Seattle - Core Networking - Post Upgrade failure
Incident Report for True North Cloud
Postmortem

Seattle - Core Networking - Post Upgrade failure

Summary of impact: at 3:35AM PST on Sunday May 2nd, 2021 , there was a post upgrade failure of one of our core networking switches, this caused some virtual machines in customer environments to reboot.

Root cause: We determined the recently installed firmware upgrade to our core switching to be problematic.

Mitigation: Core switch firmware was rolled back to a known good version.

Next steps: We sincerely apologize for the impact to affected customers. We are working with the switch vendor to identify the problem with the latest firmware version.

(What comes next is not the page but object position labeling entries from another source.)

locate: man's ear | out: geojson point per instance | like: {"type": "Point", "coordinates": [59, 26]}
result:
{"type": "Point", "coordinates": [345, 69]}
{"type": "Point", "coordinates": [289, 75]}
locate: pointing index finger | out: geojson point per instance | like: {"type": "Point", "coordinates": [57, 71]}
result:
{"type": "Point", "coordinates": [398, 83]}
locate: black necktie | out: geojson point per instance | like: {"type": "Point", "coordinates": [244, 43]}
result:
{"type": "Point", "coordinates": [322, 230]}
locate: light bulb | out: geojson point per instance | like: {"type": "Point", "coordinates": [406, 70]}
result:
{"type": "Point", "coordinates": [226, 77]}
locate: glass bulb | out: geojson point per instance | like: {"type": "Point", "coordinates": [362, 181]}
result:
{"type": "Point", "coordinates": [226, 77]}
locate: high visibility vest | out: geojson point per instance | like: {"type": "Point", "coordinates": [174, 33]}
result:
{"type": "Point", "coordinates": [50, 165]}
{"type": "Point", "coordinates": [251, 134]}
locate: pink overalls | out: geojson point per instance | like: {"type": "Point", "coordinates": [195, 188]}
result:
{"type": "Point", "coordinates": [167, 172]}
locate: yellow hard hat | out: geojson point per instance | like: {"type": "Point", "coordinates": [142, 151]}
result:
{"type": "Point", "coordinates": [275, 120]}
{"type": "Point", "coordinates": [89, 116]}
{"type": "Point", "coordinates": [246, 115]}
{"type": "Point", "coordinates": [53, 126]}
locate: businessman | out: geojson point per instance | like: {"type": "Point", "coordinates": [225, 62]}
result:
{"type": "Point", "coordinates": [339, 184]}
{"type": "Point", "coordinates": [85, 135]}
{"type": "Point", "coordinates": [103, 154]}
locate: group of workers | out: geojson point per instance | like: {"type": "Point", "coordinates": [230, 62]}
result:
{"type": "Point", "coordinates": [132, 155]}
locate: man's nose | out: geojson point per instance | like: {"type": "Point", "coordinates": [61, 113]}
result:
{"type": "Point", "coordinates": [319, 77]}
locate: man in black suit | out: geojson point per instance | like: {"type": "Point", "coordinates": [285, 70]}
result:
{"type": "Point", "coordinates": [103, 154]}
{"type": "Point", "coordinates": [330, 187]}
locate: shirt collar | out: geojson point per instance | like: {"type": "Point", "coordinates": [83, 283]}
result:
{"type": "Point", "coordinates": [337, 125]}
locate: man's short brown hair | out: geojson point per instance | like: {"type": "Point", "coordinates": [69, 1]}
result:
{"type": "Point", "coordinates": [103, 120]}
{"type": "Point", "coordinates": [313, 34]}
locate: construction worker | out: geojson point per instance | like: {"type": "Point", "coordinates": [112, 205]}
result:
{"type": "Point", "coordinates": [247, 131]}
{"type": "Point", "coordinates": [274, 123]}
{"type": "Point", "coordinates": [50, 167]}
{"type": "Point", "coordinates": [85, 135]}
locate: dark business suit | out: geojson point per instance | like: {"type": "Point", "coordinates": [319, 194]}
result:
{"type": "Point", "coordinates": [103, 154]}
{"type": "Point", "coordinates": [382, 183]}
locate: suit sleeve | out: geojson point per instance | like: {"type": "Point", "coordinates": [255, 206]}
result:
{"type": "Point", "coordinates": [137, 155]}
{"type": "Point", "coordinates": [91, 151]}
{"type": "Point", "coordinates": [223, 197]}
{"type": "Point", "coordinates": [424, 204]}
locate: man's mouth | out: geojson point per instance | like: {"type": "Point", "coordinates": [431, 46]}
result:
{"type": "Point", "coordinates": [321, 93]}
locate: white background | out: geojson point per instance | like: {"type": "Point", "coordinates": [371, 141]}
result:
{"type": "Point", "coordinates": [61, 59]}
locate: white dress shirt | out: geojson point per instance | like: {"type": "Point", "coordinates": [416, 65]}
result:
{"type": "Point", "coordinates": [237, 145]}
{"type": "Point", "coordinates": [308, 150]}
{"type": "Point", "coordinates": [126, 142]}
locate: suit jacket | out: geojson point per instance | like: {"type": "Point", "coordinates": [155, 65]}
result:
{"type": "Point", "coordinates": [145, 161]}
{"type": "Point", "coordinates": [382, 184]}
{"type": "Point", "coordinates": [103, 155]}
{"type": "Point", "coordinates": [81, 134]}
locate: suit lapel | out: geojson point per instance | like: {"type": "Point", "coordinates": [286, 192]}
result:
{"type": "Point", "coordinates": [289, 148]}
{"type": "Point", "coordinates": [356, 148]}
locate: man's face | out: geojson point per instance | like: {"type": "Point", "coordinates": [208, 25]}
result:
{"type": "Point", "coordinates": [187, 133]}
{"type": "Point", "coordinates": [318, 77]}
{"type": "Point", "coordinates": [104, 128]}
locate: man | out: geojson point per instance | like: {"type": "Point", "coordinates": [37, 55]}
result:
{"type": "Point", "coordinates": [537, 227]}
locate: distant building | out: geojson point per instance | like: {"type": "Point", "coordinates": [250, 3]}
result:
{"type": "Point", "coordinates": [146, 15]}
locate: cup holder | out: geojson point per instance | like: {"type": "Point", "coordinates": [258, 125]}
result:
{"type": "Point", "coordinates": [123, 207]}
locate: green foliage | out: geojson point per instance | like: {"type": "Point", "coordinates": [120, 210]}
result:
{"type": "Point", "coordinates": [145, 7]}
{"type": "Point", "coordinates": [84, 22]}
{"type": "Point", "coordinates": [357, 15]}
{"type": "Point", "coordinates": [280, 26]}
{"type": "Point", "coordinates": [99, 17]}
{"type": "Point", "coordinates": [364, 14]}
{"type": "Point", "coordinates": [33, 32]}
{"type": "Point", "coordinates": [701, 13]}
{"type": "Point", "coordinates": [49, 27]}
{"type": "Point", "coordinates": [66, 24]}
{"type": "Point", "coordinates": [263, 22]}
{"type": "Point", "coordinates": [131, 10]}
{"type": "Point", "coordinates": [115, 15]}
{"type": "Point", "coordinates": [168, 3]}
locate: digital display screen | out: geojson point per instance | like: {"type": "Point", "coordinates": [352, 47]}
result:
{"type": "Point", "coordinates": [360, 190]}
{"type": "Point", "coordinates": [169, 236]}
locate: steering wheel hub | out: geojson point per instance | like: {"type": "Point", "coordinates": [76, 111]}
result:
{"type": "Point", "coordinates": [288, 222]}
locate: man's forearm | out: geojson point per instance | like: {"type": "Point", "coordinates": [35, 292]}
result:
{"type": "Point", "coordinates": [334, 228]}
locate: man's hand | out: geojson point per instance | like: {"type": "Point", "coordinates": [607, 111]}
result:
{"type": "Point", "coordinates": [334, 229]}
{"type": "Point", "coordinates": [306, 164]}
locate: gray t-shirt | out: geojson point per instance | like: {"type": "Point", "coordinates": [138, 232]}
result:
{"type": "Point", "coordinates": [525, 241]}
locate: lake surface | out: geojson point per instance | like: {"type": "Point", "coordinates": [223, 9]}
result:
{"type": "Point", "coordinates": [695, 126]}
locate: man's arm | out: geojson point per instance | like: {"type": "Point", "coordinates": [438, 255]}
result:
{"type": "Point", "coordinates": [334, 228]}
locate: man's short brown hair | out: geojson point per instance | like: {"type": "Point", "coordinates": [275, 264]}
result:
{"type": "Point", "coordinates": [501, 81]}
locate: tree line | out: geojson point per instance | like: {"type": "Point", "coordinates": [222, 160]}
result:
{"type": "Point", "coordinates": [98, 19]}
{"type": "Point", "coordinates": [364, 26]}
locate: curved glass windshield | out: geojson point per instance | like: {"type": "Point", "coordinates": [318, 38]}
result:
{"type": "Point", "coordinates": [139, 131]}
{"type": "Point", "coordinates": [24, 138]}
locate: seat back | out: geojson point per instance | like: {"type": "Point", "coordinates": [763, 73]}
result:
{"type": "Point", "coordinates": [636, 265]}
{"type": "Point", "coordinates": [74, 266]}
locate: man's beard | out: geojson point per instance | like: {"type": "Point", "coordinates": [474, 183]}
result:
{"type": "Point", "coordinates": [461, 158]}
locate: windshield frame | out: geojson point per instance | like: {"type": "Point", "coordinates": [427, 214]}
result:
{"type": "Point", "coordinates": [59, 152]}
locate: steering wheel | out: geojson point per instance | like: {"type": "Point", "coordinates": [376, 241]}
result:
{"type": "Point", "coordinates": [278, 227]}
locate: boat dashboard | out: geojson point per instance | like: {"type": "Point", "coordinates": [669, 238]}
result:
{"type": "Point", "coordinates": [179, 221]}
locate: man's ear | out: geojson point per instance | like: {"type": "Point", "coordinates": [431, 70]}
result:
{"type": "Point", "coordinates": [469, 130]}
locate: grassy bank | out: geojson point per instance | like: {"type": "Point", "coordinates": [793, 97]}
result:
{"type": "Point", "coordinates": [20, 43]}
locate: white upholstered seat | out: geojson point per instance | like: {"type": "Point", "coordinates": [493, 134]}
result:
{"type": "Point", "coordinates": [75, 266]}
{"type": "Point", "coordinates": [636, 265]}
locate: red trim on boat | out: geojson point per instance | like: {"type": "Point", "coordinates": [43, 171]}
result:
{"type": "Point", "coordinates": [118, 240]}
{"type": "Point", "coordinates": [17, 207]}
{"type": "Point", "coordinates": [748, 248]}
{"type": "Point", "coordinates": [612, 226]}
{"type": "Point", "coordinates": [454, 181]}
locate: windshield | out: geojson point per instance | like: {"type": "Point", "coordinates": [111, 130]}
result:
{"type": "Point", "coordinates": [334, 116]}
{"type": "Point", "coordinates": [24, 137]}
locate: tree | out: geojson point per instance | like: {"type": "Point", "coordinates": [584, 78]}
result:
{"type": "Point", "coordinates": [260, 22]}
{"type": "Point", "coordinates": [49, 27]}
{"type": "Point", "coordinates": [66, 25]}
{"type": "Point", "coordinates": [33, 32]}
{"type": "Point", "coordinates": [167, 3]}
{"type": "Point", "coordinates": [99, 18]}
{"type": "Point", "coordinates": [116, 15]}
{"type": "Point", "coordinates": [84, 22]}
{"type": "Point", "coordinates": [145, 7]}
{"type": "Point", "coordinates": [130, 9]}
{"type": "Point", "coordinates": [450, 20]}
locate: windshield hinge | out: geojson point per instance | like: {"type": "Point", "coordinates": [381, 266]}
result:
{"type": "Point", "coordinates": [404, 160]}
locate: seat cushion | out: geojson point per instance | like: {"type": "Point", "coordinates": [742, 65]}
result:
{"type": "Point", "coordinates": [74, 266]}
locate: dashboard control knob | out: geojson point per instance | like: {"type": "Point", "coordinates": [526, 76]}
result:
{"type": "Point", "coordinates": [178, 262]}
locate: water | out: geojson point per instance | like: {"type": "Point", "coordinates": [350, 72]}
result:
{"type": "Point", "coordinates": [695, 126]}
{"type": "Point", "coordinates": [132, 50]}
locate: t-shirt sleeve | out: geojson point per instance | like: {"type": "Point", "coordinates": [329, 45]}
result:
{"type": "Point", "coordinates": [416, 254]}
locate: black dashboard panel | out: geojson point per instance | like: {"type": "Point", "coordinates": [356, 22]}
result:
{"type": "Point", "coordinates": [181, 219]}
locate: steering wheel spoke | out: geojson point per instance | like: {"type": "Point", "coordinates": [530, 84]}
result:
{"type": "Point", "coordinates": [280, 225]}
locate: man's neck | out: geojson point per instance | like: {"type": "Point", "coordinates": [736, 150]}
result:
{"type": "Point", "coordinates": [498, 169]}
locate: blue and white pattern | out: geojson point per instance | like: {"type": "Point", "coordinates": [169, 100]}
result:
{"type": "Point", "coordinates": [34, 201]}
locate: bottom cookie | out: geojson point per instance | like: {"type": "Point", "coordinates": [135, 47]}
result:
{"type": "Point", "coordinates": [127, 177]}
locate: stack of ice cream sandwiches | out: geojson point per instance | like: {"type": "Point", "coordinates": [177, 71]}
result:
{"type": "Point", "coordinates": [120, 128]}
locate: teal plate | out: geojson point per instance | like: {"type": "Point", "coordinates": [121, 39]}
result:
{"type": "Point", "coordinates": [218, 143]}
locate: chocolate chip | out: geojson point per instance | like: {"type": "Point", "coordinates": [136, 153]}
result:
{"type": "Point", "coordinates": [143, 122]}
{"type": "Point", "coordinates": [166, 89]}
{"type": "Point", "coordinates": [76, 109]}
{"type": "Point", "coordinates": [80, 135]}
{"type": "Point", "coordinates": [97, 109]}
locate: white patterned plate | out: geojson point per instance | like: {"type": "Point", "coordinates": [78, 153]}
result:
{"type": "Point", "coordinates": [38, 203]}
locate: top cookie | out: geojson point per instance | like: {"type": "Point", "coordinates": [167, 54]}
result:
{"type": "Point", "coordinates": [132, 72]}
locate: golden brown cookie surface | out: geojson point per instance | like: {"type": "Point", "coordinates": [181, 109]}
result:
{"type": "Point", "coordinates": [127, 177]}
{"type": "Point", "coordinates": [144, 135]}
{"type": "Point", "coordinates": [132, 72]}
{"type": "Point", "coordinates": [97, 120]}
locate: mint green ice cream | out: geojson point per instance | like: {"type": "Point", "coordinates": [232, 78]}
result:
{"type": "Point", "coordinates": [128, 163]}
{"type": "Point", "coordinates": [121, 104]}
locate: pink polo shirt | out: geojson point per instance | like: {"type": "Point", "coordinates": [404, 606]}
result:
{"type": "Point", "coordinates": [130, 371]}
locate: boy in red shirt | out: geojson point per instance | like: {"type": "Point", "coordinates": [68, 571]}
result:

Posted May 06, 2021 - 15:45 PDT

Resolved
This incident has been resolved.
Posted May 02, 2021 - 21:38 PDT
Monitoring
The upgrade has been rolled back successfully and potentially impacted environments are being tested and monitored.
Posted May 02, 2021 - 04:28 PDT
Identified
True North Cloud services experienced a failure of a core networking switch around 4 hours after a recent upgrade. This may have briefly impacted virtual machine and other network operations. This upgrade is being rolled back.
Posted May 02, 2021 - 04:11 PDT
This incident affected: True North Cloud Seattle Overall Availability (Seattle Internet Connectivity, Seattle Virtual Machine Availability, Seattle Storage Availability, Seattle vCloud Availability, Seattle Private Circuit Connectivity).